All of this is free. No paid SaaS, no API keys required from you. Same pipeline runs on our own first-party stacks — we don't give ourselves a pass.

Step 6 — Outcomes

Three paths from here:

  • All green → a maintainer merges, usually within 24 hours. Your stack goes live on frenxt.com/stacks
  • Flagged for review → the automation surfaced something worth human eyes (typo-squat suspicion, third-party marketplace, low Scorecard). A maintainer will ask questions on the PR
  • Rejected → the validator found a hard blocker. The comment tells you exactly what. Fix locally, push an update, checks re-run automatically

Step 7 — Users install your stack

Once merged, anyone can install your stack with one command:

npx -y frenxt-cables stack @your-handle/your-stack-name

Under the hood, the CLI resolves the scoped slug to the submission pointer at community-stacks/your-handle/your-stack-name.json, fetches the pinned ref from your GitHub repo, and runs the install flow: marketplaces registered, Claude Code plugins installed, skills synced to every ~/.claude* profile. Scoped slugs are globally unique by construction — no collisions with other publishers. Codex/other-provider support will ship as separate provider-specific stacks later.

Shipping updates

When you want to ship a new version, it's the same loop. Push changes to your repo, tag v0.2.0, open a PR to frenxt/cables that updates your community-stacks/<slug>.json file with the new ref. Full review runs again. Old users stay pinned to v0.1.0 until they opt into the upgrade.

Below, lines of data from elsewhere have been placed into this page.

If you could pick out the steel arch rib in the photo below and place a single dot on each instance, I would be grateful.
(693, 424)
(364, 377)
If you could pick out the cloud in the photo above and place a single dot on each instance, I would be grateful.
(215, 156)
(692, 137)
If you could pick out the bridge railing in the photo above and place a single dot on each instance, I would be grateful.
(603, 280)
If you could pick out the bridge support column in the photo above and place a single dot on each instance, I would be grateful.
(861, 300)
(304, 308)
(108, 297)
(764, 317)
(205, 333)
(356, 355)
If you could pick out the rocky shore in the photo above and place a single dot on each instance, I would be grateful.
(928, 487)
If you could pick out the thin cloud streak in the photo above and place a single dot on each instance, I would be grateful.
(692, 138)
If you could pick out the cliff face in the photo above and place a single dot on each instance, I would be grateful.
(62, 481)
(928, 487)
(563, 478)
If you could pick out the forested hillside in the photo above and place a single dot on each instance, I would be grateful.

Where the trust boundaries sit

A few things worth knowing about how this is structured:

  • Stack content lives in your repo, always. We don't copy it into ours. We maintain a pointer
  • We control the slug namespace. First-come first-served; the PR is how you claim it
  • Installs are pinned to reviewed SHAs. A compromised push to your repo tomorrow doesn't affect users already installed on the reviewed version
  • We rely on Claude's harness for execution safety. Skills get the same permission confirmations any other Claude skill gets. We're not trying to be the sandbox — we're the listing + review layer
  • Takedown is fast. If something slips through, we flip an approved: false flag on the API and new installs stop immediately

Coming soon: publish from the UI

Both paths above will soon be joined by a web UI on frenxt.com/stacks/publish: sign in with GitHub, pick a repo and tag, preview the stack, click publish. Our backend opens the PR on your behalf, signed with your GitHub identity. Same review pipeline. Same security bar. Just removes the fork-and-edit step for people who'd rather click than commit.

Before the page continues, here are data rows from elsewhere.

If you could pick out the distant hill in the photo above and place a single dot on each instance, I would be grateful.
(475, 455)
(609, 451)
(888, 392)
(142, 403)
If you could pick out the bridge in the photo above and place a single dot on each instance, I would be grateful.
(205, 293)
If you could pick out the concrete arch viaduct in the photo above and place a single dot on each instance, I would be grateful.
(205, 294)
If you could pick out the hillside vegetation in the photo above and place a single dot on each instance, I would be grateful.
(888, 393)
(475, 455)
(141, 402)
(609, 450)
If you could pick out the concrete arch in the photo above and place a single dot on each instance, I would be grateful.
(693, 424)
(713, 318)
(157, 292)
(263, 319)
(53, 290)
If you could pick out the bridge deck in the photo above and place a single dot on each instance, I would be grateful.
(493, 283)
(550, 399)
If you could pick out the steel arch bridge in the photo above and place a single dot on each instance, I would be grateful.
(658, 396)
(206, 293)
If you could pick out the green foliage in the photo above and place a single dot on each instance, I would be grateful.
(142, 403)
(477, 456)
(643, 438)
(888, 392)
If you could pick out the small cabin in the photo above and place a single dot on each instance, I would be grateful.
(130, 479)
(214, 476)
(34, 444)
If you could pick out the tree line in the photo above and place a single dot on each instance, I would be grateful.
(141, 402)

Currently accepting waitlist signups at /stacks/publish. When we ship it, all three paths (skill, CLI, UI) will live side by side — pick whichever one fits how you want to work that day.

Start here

Three things to do if you want to publish:

  1. Install the skill (npx -y frenxt-cables add publish-your-stack) if you want the fast path, or read the stack.json spec at github.com/frenxt/cables/blob/main/docs/community-stack-v1.md if you want the manual path.
  2. Look at our own stacks for reference — they use the same contract as yours will: stack-fullstack, stack-ai-agent, stack-ux
  3. Run the local validator on your repo, iterate until you see ✓ APPROVED, then open the submission PR.

Questions, feedback, or a weird edge case? Open a Discussion on the Cables repo. The goal is an ecosystem where the stacks that actually make people productive rise to the top — and the pipeline between "I built something useful" and "anyone can install it" stays short.